The entire time watching this episode I kept thinking "Josh is our new Ryan." but then I would get distracted by Rikki's awesome hair.

But seriously, she named her kid Lyle. Hello you didn't give birth to a 78 year old man or a country singer. Worst 16 and pregnant name ever.

Anonymous said...

I agree with the above commenter ... Lyle is, most def, the worst name thus far.

I felt horrible watching this episode. Like a train wreck. And I felt sooooo bad for the girl because that boyfriend of hers was such a jackhole. I still can't get over it.

On a weird note, she gave birth Nov. 5 and was in labor 27 hours ... which means she was in labor the same time as my brother's girlfriend, who gave birth Nov. 4 to my nephew. Weird!! Sometimes it's bizarre to watch something and know what was going on that day elsewhere, lol.

stealthnerd said...

I spent this whole episode thinking that I couldn't wait for your recap. Because seriously, Josh? COME ON! Augh, and I wanted to slap Nikkole the whole time and then direct her to any episode featuring Maci. Also...what the heck happened to Whitney? Why did she not come back for the Teen Mom goodness?

DSS said...

I too was looking forward to your post! Poor dumb Nikkole. She's too sweet/naive/dumb for her own good. At least she isn't cussing at her mother every 5 minutes, but she probably should start cussing at Josh.

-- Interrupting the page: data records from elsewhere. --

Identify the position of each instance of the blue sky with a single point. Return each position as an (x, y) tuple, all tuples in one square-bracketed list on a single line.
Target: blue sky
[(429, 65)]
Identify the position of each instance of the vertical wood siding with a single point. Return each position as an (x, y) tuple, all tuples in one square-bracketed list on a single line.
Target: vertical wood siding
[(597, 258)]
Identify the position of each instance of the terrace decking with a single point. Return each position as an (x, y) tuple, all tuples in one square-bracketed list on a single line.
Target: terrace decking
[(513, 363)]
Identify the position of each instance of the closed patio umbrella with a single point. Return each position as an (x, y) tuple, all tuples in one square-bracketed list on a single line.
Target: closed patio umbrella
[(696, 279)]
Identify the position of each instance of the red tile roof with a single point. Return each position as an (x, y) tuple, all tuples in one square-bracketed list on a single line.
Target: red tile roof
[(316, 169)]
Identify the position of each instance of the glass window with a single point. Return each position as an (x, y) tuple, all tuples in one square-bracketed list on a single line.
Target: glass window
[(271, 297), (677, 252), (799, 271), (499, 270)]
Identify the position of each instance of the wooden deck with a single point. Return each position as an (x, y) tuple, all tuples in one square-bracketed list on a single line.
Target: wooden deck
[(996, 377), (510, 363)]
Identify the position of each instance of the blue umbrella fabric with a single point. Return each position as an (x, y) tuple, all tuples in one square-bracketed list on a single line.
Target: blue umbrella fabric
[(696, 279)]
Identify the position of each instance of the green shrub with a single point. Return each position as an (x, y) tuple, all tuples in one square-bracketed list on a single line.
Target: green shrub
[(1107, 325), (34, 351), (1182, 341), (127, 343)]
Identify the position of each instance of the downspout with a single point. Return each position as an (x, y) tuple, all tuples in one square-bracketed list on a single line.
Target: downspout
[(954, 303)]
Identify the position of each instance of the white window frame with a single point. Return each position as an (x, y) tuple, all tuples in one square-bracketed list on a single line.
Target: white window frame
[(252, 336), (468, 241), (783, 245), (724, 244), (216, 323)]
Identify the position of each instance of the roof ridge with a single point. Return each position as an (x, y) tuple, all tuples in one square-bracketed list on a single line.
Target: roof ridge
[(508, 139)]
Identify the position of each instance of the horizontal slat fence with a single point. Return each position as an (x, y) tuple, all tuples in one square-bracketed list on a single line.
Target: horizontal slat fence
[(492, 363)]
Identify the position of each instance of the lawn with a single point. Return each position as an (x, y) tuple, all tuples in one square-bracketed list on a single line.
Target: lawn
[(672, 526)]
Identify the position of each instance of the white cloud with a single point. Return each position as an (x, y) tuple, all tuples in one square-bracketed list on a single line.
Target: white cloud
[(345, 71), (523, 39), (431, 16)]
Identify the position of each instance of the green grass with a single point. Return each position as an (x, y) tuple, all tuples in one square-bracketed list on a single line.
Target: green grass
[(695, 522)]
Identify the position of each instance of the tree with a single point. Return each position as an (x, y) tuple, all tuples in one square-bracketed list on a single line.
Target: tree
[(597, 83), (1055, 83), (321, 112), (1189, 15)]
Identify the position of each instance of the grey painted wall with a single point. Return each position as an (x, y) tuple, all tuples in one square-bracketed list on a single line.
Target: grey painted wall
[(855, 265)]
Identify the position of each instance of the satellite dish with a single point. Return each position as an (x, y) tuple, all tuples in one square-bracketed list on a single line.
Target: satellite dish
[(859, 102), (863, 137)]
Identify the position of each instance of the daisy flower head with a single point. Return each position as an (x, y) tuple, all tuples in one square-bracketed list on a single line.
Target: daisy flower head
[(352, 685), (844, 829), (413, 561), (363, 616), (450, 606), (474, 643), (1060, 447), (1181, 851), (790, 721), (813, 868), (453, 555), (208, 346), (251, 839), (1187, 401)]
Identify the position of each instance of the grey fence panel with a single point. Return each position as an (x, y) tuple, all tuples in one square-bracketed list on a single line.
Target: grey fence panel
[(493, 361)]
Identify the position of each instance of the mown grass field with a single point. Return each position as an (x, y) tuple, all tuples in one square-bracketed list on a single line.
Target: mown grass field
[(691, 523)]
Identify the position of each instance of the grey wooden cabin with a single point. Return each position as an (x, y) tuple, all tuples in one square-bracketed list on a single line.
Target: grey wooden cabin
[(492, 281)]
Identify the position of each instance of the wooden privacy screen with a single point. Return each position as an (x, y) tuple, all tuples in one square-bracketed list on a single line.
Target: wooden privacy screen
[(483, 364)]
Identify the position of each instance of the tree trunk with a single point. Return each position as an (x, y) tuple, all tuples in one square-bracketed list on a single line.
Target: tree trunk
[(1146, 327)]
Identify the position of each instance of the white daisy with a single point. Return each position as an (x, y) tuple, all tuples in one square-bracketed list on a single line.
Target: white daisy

Lyle. Poor, poor Lyle. I questioned the name Bentley, and they realized that was probably Ryan's dream car. What does that mean for sweet little Lyle? Ugghhh..

Andy - Instafather said...

LBluca- Hey, a Lyle got Julia Roberts before.
Motown- I think the same thing reading blogs sometimes- you guys are doing one thing, and I'm doing another, all on the same day in different parts of the world.
Stealth- Aw, thanks. And Whitney and Ebony both weren't on Teen Mom. Maybe they didn't want to, though.
DSS- Lyle's got much bigger problems in his life than his name. Start with, oh, his dead beat dad.

Amy xxoo said...

I wiash this show was on in Australia just so i could watch it, probably while i'm breastfeeding my baby, and yell at those stupid kids to grow up already!

Herding Cats said...

God I love this show.

BeckEye said...

I STILL haven't seen this show. And I was going to say that I can't believe you're still watching it, but then I remembered that I'm still watching American Idol. So I have no room to talk.

Kellie said...

Thanks to you this show is my newest addiction. I felt so bad watching Nikkole in this episode. Poor thing has no backbone whatsoever. She just let's Josh walk all over her and he is such a douche.